It's not clear to me in what form you want your VB code to return the combinations it generates, but for simplicity let's assume a list of lists. VB does allow recursion, and a recursive solution is simplest. Doing combinations rather than permutations can be obtained easily, by simply respecting the ordering of the input list.
So, the combinations of K items out of a list L that's N items long are:
- none, if K > N
- the whole list L, if K == N
- if K < N, then the union of two bunches: those that contain the first item of L and any of the combinations of K-1 of the other N-1 items; plus, the combinations of K of the other N-1 items.

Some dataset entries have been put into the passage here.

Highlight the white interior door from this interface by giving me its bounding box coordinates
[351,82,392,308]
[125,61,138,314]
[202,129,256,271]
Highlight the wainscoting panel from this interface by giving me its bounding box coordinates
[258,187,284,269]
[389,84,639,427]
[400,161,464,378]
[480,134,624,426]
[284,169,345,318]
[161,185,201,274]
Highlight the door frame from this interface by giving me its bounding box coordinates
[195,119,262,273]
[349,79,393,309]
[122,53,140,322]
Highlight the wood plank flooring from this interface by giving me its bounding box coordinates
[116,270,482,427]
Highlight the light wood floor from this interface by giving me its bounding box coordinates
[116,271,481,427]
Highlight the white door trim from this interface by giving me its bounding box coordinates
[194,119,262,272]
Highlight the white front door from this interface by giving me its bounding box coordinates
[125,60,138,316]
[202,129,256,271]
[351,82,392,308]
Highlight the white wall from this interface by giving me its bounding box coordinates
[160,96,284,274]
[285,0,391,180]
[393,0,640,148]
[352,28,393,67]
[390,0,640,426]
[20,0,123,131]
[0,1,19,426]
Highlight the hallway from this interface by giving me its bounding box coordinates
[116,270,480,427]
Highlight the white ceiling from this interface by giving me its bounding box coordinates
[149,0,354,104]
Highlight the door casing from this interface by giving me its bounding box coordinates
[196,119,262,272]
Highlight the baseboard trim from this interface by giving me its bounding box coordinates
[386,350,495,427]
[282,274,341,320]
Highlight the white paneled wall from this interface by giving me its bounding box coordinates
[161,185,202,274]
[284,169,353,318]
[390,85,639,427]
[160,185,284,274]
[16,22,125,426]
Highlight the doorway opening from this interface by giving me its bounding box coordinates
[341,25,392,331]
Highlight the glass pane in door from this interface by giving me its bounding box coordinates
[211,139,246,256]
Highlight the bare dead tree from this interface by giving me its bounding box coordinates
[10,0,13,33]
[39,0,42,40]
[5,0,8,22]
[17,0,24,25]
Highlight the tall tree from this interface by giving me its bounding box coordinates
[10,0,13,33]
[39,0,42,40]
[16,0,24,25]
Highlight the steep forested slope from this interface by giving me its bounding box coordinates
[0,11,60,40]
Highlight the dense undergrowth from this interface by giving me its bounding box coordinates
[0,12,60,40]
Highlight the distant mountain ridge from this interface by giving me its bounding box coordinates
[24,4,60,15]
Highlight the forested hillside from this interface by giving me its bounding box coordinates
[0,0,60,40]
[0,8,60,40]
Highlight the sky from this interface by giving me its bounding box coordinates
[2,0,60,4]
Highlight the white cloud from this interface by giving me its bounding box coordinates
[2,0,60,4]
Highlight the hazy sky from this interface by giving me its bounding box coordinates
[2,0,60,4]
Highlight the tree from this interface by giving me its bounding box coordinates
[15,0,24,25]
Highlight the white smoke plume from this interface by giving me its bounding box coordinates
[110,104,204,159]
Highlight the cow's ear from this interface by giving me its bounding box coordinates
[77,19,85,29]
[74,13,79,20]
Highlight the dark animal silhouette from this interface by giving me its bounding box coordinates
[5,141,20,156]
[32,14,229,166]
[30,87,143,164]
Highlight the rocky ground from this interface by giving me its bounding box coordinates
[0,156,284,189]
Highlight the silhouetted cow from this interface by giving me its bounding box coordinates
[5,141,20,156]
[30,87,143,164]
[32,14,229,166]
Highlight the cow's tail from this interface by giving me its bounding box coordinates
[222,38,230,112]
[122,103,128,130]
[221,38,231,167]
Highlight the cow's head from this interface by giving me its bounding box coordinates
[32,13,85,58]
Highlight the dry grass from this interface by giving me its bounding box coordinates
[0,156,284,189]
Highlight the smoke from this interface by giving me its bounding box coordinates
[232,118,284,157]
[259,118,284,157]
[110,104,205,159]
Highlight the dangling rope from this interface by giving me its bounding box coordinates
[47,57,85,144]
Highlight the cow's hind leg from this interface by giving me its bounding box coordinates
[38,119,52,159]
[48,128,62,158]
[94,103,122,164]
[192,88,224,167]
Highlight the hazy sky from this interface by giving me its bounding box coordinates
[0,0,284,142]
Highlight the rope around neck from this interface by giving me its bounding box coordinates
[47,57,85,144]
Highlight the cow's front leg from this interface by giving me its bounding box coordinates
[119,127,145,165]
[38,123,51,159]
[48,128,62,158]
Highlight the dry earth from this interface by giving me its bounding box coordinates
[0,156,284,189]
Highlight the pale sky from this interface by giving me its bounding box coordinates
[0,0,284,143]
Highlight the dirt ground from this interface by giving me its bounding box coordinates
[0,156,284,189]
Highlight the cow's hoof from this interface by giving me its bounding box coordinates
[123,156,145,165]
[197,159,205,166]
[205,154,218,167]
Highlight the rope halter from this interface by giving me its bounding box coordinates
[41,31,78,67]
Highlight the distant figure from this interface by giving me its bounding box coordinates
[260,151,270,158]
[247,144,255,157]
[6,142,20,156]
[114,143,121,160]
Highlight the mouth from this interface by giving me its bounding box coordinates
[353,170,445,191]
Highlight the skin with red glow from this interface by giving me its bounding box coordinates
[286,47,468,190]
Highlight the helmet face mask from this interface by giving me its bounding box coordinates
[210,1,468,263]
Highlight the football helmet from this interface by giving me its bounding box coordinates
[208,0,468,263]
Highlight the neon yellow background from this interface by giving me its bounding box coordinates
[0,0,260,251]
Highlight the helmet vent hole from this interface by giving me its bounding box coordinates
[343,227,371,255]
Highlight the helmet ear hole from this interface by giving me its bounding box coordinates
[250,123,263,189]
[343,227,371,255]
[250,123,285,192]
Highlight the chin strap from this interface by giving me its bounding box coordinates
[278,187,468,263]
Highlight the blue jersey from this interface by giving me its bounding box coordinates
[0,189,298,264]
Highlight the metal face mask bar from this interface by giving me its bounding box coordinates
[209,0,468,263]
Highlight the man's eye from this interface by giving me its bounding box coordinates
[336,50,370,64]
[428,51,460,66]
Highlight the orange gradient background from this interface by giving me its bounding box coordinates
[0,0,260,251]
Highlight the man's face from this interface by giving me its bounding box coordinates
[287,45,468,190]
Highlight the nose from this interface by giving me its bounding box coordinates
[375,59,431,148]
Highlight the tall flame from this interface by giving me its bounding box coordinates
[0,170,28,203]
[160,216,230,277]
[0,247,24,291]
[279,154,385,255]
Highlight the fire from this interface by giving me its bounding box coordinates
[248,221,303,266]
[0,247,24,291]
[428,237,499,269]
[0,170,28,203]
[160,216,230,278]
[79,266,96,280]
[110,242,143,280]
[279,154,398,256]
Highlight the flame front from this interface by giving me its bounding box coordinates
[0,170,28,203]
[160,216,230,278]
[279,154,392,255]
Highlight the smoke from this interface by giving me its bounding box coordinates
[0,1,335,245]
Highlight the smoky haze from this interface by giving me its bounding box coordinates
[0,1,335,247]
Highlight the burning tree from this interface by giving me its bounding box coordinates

In pseudocode (using for example .size to give a list's length, [] as an empty list, .append to add an item to a list, .head to get a list's first item, .tail to get the list of "all but the first" items of L):
function combinations(K, L):
if K > L.size: return []
else if K == L.size:
result = []
result.append L
return result
else:
result = []
for each sublist in combinations(K-1, L.tail):
subresult = []
subresult.append L.head
for each item in sublist:
subresult.append item
result.append subresult
for each sublist in combinations(K, L.tail):
result.append sublist
return result
This pseudocode can be made more concise if you assume more flexible list-manipulation syntax. For example, in Python ("executable pseudocode") using "slicing" and "list comprehension" syntax:
def combinations(K, L):
if K > len(L): return []
elif K == len(L): return [L]
else: return [L[:1] + s for s in combinations(K-1, L[1:])
] + combinations(K, L[1:])
Whether you need to verbosely construct lists by repeated .append, or can concisely construct them by list comprehension notation, is a syntax detail (as is the choice of head and tail vs list slicing notation to get the first item of the list vs the rest): the pseudocode is intended to express exactly the same idea (which is also the same idea expressed in English in the previous numbered list). You can implement the idea in any language that is capable of recursion (and, of course, some minimal list operations!-).